Masington also writes about other family relationships. One particularly affecting poem is “My Father Was a Paratrooper in Vietnam,” in which the narrator describes her tough-minded father and the dynamics of her family as she grew up, including:  

the only rule in our odd world,
“Bite the bullet, all ways, and always.”
No crying allowed.

 As an adult, this narrator faces the prospect of telling her parents she is ill, knowing that even the telling goes against the family code, that “True alpha females put the pack first, / and slink off into the woods, to die alone.”

 Masington writes with tenderness and sensitivity of what happens to bodies—and relationships—over time. In “Terrain,” for example, “she unrolls her body like a / brittle, ancient map” that is scarred by surgeries and time. Nonetheless, at the poem’s conclusion, “she curls herself around him / and whispers welcome home.” 

The poet’s sense of humor, which threads itself subtly throughout the collection, surfaces fully in the prose-poem “Aqua Zumba at the YMCA.” The narrator relates that “We are invisible, women of a certain age, between hot and / doddering.” She describes the women’s “cellulite and stretch marks … / sturdy feet, corned and calloused.”

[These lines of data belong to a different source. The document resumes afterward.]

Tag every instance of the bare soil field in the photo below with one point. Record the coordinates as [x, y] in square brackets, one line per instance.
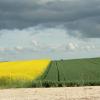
[66, 93]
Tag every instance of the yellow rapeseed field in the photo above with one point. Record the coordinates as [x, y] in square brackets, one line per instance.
[23, 69]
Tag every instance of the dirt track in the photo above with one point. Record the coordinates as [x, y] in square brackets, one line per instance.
[68, 93]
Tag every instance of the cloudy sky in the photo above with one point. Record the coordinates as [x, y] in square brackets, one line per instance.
[56, 29]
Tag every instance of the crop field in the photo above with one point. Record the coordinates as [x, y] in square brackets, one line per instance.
[74, 72]
[46, 73]
[21, 71]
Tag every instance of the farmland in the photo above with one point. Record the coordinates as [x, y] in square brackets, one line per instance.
[73, 72]
[46, 73]
[21, 72]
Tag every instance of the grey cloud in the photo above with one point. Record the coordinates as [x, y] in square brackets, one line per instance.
[74, 15]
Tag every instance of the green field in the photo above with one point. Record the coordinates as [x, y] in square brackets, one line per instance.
[73, 72]
[61, 73]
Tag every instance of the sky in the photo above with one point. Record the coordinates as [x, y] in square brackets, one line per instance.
[49, 29]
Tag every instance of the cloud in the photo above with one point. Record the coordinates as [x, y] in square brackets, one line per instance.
[73, 15]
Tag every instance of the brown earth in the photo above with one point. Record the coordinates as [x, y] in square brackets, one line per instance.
[67, 93]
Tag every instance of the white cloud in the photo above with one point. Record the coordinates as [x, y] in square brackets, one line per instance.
[39, 40]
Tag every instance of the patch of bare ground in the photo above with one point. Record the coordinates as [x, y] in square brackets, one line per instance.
[66, 93]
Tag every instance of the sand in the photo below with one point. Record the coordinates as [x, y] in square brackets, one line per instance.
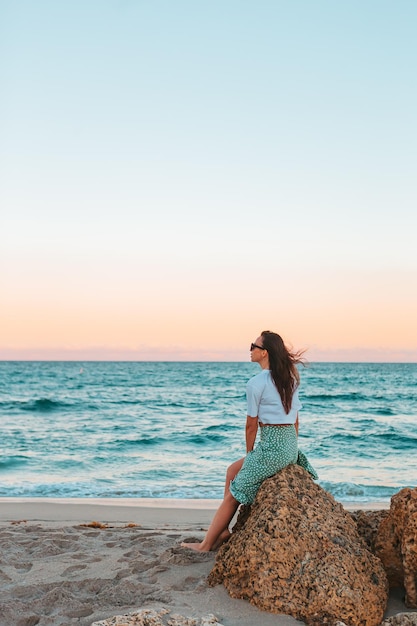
[78, 561]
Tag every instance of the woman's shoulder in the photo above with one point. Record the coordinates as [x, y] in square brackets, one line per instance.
[259, 379]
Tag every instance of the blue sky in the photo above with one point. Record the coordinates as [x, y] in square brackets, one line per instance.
[225, 166]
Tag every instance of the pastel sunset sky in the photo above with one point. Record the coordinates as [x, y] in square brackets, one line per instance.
[179, 175]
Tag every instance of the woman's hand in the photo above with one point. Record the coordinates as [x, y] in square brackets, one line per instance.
[251, 431]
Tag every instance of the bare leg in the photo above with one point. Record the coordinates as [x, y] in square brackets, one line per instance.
[218, 531]
[218, 527]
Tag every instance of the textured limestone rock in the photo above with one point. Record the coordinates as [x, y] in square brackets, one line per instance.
[299, 553]
[368, 523]
[401, 619]
[396, 543]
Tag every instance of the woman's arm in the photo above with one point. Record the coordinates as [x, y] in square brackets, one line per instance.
[251, 430]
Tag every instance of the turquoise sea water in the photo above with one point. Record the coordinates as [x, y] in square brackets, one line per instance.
[169, 430]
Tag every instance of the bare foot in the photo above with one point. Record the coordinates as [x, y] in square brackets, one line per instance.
[225, 536]
[193, 546]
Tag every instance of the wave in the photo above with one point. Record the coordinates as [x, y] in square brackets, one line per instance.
[12, 461]
[353, 492]
[39, 405]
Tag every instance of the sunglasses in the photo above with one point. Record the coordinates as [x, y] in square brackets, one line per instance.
[254, 345]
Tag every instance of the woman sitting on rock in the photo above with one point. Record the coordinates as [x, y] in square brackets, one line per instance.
[273, 404]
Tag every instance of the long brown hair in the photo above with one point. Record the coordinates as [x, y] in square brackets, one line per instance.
[283, 365]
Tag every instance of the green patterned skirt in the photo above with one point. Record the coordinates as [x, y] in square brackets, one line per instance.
[277, 448]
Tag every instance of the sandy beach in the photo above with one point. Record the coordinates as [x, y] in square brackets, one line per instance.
[77, 561]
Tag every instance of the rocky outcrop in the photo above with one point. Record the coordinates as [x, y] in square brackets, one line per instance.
[396, 543]
[401, 619]
[299, 553]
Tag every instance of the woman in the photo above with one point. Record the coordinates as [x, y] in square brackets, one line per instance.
[273, 404]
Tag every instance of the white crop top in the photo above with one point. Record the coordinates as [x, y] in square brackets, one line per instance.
[264, 401]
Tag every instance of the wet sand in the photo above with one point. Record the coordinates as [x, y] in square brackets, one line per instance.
[67, 562]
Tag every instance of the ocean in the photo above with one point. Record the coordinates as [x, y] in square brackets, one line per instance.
[169, 430]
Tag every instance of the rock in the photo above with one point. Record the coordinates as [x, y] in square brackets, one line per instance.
[299, 553]
[401, 619]
[368, 523]
[161, 617]
[396, 543]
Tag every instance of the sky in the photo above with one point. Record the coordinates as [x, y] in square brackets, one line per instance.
[177, 176]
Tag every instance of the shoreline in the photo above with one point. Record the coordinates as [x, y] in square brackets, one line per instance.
[154, 512]
[60, 569]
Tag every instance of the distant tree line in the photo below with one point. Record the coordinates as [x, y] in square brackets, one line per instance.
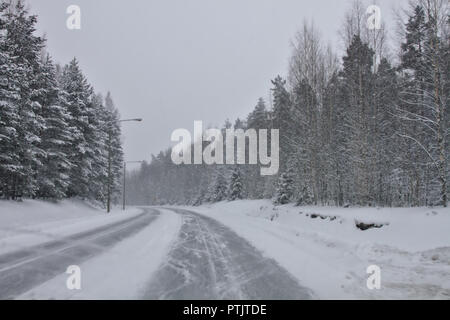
[370, 130]
[58, 139]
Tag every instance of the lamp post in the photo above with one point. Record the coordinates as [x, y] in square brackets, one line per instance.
[124, 181]
[108, 203]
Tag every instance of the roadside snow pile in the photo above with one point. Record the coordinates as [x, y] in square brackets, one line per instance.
[329, 249]
[32, 221]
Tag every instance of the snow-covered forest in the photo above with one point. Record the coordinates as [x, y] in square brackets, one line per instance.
[369, 128]
[58, 138]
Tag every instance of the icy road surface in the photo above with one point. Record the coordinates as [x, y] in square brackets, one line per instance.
[24, 269]
[210, 261]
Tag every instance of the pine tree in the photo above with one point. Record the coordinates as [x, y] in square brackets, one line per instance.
[25, 48]
[79, 106]
[114, 146]
[285, 188]
[10, 76]
[358, 78]
[53, 175]
[218, 191]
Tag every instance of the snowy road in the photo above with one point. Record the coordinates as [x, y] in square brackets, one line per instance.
[159, 254]
[24, 269]
[210, 261]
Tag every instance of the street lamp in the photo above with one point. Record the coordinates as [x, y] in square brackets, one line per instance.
[108, 205]
[124, 180]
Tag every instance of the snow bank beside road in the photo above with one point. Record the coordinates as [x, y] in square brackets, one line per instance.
[32, 222]
[325, 250]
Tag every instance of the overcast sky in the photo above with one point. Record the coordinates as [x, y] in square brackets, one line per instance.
[175, 61]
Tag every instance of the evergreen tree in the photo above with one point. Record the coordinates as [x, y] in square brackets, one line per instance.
[53, 175]
[285, 188]
[79, 106]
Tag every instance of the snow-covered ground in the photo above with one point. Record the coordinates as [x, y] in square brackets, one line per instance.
[324, 249]
[32, 222]
[122, 272]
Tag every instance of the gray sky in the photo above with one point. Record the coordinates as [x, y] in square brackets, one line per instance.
[175, 61]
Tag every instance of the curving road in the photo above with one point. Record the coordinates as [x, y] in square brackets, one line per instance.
[27, 268]
[206, 261]
[210, 261]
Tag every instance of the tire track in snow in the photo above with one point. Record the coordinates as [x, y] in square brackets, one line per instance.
[210, 261]
[30, 267]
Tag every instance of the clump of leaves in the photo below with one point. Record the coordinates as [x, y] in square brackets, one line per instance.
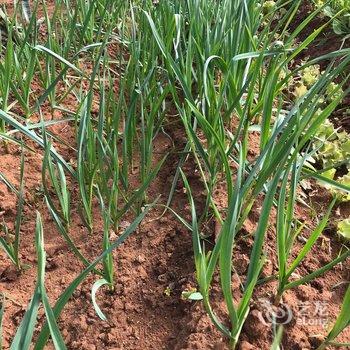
[344, 228]
[339, 11]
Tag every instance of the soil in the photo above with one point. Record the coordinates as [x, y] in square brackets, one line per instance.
[155, 265]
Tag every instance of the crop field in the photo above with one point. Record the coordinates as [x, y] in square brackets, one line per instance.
[175, 174]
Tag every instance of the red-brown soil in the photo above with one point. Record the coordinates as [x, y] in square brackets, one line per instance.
[156, 258]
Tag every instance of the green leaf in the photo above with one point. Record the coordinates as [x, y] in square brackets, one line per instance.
[96, 286]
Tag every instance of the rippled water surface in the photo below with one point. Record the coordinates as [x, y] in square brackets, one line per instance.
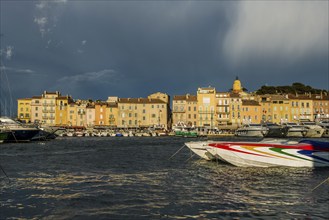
[133, 178]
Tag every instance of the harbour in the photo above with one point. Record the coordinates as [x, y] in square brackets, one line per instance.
[137, 178]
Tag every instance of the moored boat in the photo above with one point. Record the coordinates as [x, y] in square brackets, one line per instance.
[306, 153]
[18, 132]
[251, 130]
[200, 149]
[312, 129]
[4, 135]
[293, 129]
[274, 130]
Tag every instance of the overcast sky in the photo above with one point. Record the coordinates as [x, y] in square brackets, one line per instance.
[94, 49]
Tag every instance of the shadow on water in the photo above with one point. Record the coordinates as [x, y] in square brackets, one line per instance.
[133, 178]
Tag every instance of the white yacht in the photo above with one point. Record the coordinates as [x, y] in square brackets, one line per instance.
[312, 129]
[251, 130]
[294, 130]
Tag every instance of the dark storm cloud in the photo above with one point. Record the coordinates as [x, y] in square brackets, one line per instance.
[95, 49]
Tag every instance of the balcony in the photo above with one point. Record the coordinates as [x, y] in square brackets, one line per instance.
[222, 119]
[222, 112]
[178, 111]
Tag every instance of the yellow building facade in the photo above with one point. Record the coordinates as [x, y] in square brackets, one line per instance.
[184, 110]
[61, 110]
[24, 109]
[206, 107]
[48, 107]
[223, 109]
[36, 109]
[251, 112]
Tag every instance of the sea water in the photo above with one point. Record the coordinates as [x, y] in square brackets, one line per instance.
[137, 178]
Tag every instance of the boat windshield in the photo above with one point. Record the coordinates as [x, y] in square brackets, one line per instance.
[254, 125]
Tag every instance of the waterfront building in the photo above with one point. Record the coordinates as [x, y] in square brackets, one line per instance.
[184, 110]
[36, 109]
[48, 107]
[206, 107]
[90, 114]
[321, 106]
[251, 112]
[100, 113]
[61, 110]
[301, 107]
[24, 110]
[265, 102]
[144, 112]
[275, 108]
[72, 114]
[280, 109]
[237, 88]
[236, 107]
[81, 106]
[112, 114]
[223, 109]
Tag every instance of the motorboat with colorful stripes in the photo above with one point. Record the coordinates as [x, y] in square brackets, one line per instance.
[268, 153]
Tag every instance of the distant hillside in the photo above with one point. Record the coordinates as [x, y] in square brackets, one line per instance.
[296, 87]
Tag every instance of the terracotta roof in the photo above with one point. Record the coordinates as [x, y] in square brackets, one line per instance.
[189, 98]
[63, 97]
[250, 102]
[309, 97]
[46, 92]
[234, 95]
[207, 88]
[278, 97]
[139, 100]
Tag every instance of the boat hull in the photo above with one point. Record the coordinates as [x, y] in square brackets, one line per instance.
[270, 154]
[24, 134]
[4, 135]
[200, 149]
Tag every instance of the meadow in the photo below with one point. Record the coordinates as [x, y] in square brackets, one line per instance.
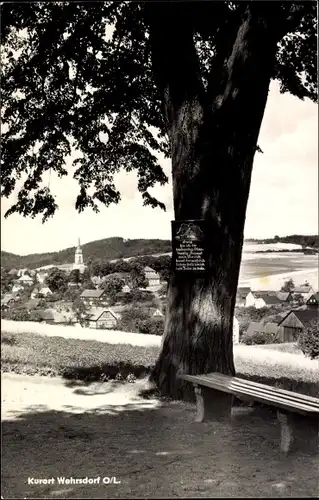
[90, 360]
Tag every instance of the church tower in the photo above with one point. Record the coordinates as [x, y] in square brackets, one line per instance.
[78, 258]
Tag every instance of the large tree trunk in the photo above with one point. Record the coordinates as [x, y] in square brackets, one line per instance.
[213, 134]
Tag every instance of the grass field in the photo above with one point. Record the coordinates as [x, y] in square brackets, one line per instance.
[32, 354]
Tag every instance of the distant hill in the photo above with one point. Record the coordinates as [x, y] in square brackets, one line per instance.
[297, 239]
[106, 249]
[117, 248]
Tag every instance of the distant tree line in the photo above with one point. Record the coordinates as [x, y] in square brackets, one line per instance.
[106, 249]
[296, 239]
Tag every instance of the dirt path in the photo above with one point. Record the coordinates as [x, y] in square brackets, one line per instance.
[106, 430]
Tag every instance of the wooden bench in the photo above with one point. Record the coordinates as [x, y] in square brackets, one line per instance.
[298, 414]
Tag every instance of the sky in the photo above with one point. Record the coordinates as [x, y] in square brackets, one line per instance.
[283, 195]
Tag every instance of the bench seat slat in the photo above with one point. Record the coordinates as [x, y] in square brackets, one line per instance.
[211, 377]
[269, 398]
[259, 392]
[304, 397]
[293, 396]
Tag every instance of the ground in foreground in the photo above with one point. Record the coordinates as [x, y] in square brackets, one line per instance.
[154, 449]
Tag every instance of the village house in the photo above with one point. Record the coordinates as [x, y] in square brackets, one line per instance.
[21, 272]
[295, 321]
[304, 291]
[313, 300]
[152, 276]
[41, 275]
[266, 299]
[27, 280]
[17, 288]
[100, 318]
[96, 280]
[8, 299]
[91, 297]
[31, 304]
[264, 328]
[153, 312]
[284, 296]
[244, 297]
[43, 291]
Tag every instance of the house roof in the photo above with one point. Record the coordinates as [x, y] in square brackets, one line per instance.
[25, 277]
[32, 303]
[305, 316]
[262, 328]
[242, 292]
[283, 296]
[265, 293]
[45, 314]
[92, 294]
[314, 296]
[95, 314]
[121, 276]
[149, 269]
[302, 289]
[268, 299]
[9, 296]
[243, 289]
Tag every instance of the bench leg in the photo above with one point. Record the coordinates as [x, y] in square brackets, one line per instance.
[212, 405]
[294, 429]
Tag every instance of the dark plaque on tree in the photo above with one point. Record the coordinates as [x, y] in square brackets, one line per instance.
[188, 246]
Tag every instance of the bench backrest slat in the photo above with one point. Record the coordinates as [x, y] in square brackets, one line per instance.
[260, 392]
[304, 397]
[242, 384]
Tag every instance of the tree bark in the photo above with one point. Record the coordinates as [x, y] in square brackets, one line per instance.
[213, 137]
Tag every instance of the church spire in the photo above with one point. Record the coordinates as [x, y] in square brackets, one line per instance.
[78, 258]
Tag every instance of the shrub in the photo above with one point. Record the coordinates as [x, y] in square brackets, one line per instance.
[260, 338]
[308, 340]
[152, 326]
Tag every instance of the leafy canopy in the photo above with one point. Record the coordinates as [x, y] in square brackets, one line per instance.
[77, 77]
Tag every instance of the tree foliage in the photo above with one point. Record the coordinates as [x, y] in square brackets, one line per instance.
[56, 280]
[288, 286]
[78, 78]
[308, 340]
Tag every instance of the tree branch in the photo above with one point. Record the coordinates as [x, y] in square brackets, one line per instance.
[174, 59]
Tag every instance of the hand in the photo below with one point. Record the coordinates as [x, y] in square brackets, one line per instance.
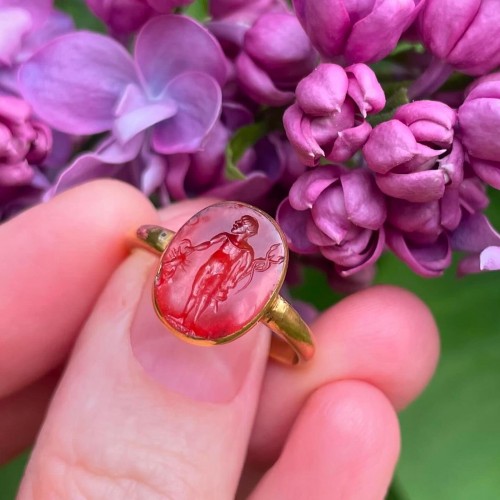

The narrator addresses a young male lifeguard: “I watch you smirk, laughing at the old broads / gyrating to Nicki Minaj.” She concludes: 

But let me guarantee you something, Son...
Forty years ago you would have given your right arm to tap
this.

 One could argue that this book is to some degree “feminine” in its perspective and sensibility. In addition to poems about the aging female body, some poems involve abortions, and one describes a hysterectomy. Yet I would say the collection is universal in its appeal and scope, and in the human issues at its heart.

The latter part of the book includes poems about AIDS and 9/11. A standout in this section is “Statistics of 9/11,” a gut-punch of a poem whose haunting power made me want to turn away and not look back.

Masington begins the piece with a quote from Edward Teller, “father of the hydrogen bomb.”  

When you... step into the darkness of the unknown...
one of two things shall happen:
either you will be given something solid to stand on,
or you will be taught how to fly.

She then describes the actions of the people who, trapped at the top of the North Tower of the World Trade Center when a terrorist-controlled passenger plane crashed into it on September 11, 2001, chose to jump rather than burn to death. 

Bodies folded into origami.
No net or parachute,
no 1,500-foot ladders,
just cement and parked cars.

The poem’s conclusion, though understated, lands hard: “The decision to control destiny / when denied wings.”

Fans of the great singer-songwriter Leonard Cohen will likely recognize the lines, “There is a crack…in everything / That's how the light gets in” (from Cohen’s song “Anthem”). Masington writes of her characters’ challenges and tragedies in a way that lets us appreciate not only their difficulty, but also their shining beauty.

Abbey J. Porter writes poetry and memoir about people, relationships, and life struggles. She holds an MFA in creative writing from Queens University of Charlotte, an MA in liberal studies from Villanova University, and a BA in English from Gettysburg College. Abbey works in communications and lives in Cheltenham, Pa., with her two dogs.